We don't actually upload a malicious file, we upload a 'fake' virus known the EICAR test file which all antivirus software is programmed to recognise. This lets us test the system without risk of harm and we can tune our alerting to check for this

Alternative Solutions

There were a few different approaches to take here. At Countingup we work iteratively and data-informed throughout a project, happy to pivot on solutions if they aren't appropriate and we followed this approach for this project.

Stateless Scanning with AWS Lambda

There is a lot of prior art on the internet around building antivirus solutions with AWS Lambda and you may be tempted, as we were, to follow suit.

At the start of this project, we explored using a simpler solution to trigger a Lambda function directly from S3. We would still use ClamAV, but instead of clamd, we would use its one-off scanning tool clamscan.

The benefits here are:

  • Simple pipeline, only consisting of a Lambda function and trigger.
  • Isolated environment. No antivirus code or potentially infected files would go anywhere near our Kubernetes cluster.
  • Scales with demand.

Unfortunately, the deal-breaker for this solution was the performance. From the start, we were aware there would be some delay while files were being scanned and had metrics in place to capture this. We aimed to get a working solution out ASAP and start tweaking the configurable options, like function memory, to optimise the performance.

What they don't tell you

clamscan loads the virus definitions into memory each time it performs a one-off scan.

In practice we found this would take a minimum of 20 seconds. Once the definitions had been loaded, the actual time to scan a file was in the milliseconds.

Running ClamAV as a daemon still requires this startup time, but subsequent scans are 🔥 blazing fast 🔥.

A delay of 20 seconds will fit some use-cases but this would have had an impact on transaction attachments and limited any other future work.


Another option was to use an off-the-shelf solution like BucketAV.

BucketAV uses ClamAV too so it should provide the same level of protection. We quickly weighed up the pros and cons of using this and decided it wasn't suitable for us, mostly due to the cost.

  • Cost: BucketAV has you run a dedicated EC2 instance which would be fairly costly for us as we run a very lean infrastructure currently. There's also a standard SaaS price for BucketAV which adds up.
  • Flexibility: Building our own solution enabled us to define exactly how it works. We can choose what files to scan, how to handle infected files, how to get alerted etc.


We went live with this feature at the end of May and our business owners have started to take advantage of PDF uploads.

  • 956 PDFs uploaded as transaction evidence
  • 6% of all transaction attachments are PDFs
  • 15% of business owners that upload transaction evidence have uploaded at least one PDF

What about performance?

Here's a chart showing the scanning duration with a few different percentiles.
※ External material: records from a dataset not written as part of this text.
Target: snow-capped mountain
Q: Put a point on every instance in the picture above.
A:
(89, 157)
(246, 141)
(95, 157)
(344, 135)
You can see that half of all uploads take less than 10ms and almost all uploads are scanned within 25ms. Significantly faster than the 20 seconds taken using a Lambda Function.

What's next?

The original project focused on transaction attachments but now it's so simple to enable scanning on any bucket we quickly followed up with allowing business owners to upload PDFs during sign-up which is now the most popular option and greatly speeds up the sign-up process.

There's plenty of scope for allowing PDF uploads in other parts of the app and we could easily allow other file types in the future.